The Evolution and Modern Challenges of Medical Evacuation

Lessons from History and Insights for the Indo-Pacific (INDOPACOM) Region

By CPT Ashley M. Matta

Article published on: June 1, 2025 in the The Pulse of Army Medicine June issue

Read Time: < 10 mins

U.S. Army soldiers in multicam camouflage uniforms walking away from a Black Hawk helicopter that has landed in an open grass field. The helicopter displays '
            UNITED STATES ARMY' markings on its side. Dense forest of evergreen trees is visible in the background under
            an overcast sky.

Banner source: U.S. Army by Spc. Ryan Lucas.

Abstract

Medical evacuation (MEDEVAC) is a critical function in modern military operations, ensuring the timely and effective transport of casualties from the point of injury to higher echelons of care. The history of MEDEVAC dates to the U.S. Civil War, where Dr. Jonathan Letterman’s innovations in organizing ambulance units at various echelons of command set the foundation for today’s military medical systems. His system, tested at Antietam, dramatically reduced mortality rates and showcased the importance of centralized medical control. As modern military operations continue to evolve, especially in high-threat environments like the INDOPACOM, the lessons from Letterman’s approach are still highly relevant. This article examines the current state of medical evacuation in Korea, a high-threat theater, where tactical medical units face unique challenges and opportunities in joint operations.

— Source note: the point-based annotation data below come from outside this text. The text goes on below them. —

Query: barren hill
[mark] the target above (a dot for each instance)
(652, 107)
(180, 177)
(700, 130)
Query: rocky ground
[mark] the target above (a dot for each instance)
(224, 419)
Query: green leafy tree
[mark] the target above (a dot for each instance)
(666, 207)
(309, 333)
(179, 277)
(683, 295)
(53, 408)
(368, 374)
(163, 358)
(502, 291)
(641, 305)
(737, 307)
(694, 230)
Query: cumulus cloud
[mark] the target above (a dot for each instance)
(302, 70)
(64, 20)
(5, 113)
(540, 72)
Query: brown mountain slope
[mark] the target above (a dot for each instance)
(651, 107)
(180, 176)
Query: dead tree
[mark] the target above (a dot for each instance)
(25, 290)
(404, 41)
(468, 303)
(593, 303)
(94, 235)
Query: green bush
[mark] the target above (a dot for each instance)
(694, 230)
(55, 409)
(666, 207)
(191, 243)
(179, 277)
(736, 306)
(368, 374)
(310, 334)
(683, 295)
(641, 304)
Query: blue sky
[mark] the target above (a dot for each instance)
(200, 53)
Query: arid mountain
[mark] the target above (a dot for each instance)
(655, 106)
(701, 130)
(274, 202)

Dr. Jonathan Letterman made significant contributions to military medical practices during the Civil War. His approach to battlefield medicine introduced several critical innovations that have had a lasting impact on military medical care. One of the key lessons learned from Letterman’s approach was the establishment of a dedicated and organized ambulance corps, essential for the efficient and timely evacuation of wounded soldiers from the battlefield. His focus on structured medical evacuation and centralized control resulted in a system that drastically reduced battlefield mortality rates. This system was not only a breakthrough in military medicine but also set a precedent for modern ground ambulance companies, such as the Medical Company Ground Ambulance (MCGA). In contemporary settings, such as in Korea where the 65th Medical Brigade operates in a forward-deployed, armistice environment, the principles established by Letterman continue to be applied. These principles address contemporary challenges in casualty evacuation and multi-service cooperation, demonstrating the relevance of Letterman’s innovations in modern military medical practices.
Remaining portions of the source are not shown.